Plant-CNN-ViT: Plant Classification with Ensemble of Convolutional Neural Networks and Vision Transformer

Plants (Basel). 2023 Jul 14;12(14):2642. doi: 10.3390/plants12142642.

Abstract

Plant leaf classification involves identifying and categorizing plant species based on leaf characteristics, such as patterns, shapes, textures, and veins. In recent years, research has been conducted to improve the accuracy of plant classification using machine learning techniques. This involves training models on large datasets of plant images and using them to identify different plant species. However, these models are limited by their reliance on large amounts of training data, which can be difficult to obtain for many plant species. To overcome this challenge, this paper proposes a Plant-CNN-ViT ensemble model that combines the strengths of four pre-trained models: Vision Transformer, ResNet-50, DenseNet-201, and Xception. Vision Transformer utilizes self-attention to capture dependencies and focus on important leaf features. ResNet-50 introduces residual connections, aiding in efficient training and hierarchical feature extraction. DenseNet-201 employs dense connections, facilitating information flow and capturing intricate leaf patterns. Xception uses separable convolutions, reducing the computational cost while capturing fine-grained details in leaf images.

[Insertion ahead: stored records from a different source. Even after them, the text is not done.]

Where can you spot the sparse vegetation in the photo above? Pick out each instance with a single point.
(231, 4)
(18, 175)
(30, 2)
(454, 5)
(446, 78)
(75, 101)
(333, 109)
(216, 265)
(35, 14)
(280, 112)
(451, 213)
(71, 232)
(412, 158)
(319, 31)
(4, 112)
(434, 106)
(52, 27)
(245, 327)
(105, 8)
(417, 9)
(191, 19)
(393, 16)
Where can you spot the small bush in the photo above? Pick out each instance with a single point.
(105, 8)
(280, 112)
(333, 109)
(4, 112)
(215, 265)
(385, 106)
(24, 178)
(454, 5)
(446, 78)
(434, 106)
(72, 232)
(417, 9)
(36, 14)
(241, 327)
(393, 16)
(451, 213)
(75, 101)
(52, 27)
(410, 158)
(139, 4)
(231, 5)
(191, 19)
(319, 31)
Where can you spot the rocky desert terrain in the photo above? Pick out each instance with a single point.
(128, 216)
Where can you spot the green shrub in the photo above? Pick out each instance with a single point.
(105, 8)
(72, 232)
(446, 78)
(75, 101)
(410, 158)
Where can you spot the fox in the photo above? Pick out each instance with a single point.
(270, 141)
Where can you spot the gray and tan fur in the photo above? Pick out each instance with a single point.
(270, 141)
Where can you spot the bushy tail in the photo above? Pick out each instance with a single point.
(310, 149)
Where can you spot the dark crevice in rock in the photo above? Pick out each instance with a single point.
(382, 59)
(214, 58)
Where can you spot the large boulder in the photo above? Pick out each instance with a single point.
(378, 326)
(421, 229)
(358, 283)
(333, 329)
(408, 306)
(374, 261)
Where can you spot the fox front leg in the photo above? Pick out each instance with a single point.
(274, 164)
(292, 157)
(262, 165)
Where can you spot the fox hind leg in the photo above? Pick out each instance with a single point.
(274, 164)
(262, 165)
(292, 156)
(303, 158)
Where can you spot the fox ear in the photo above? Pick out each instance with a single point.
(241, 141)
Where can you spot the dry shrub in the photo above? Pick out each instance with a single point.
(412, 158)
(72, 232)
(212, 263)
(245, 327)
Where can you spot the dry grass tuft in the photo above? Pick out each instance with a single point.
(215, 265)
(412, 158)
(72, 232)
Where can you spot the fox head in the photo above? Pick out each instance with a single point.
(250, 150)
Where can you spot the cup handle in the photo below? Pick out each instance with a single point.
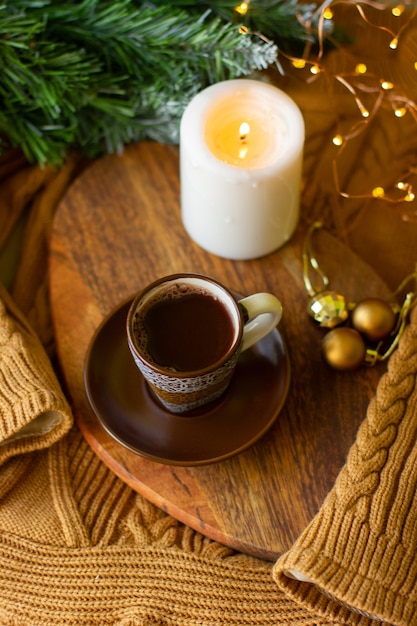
(263, 313)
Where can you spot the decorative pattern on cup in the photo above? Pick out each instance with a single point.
(181, 395)
(182, 391)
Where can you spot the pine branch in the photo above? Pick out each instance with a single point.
(98, 74)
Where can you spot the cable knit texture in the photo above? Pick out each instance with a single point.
(360, 550)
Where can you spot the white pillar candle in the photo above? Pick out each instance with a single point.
(241, 151)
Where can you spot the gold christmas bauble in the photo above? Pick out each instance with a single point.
(343, 348)
(373, 318)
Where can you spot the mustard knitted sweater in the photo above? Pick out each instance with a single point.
(77, 546)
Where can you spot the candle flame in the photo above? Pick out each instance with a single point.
(244, 131)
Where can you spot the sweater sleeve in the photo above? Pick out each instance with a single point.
(33, 410)
(356, 561)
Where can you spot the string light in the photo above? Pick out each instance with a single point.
(383, 92)
(242, 8)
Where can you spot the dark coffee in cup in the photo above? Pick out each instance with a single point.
(185, 333)
(184, 329)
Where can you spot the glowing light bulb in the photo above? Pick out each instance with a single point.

The proposed Plant-CNN-ViT was evaluated on four plant leaf datasets and achieved remarkable accuracy of 100.00%, 100.00%, 100.00%, and 99.83% on the Flavia dataset, Folio Leaf dataset, Swedish Leaf dataset, and MalayaKew Leaf dataset, respectively.

Keywords: Vision Transformer; convolutional neural network; deep learning; plant classification; plant leaf classification.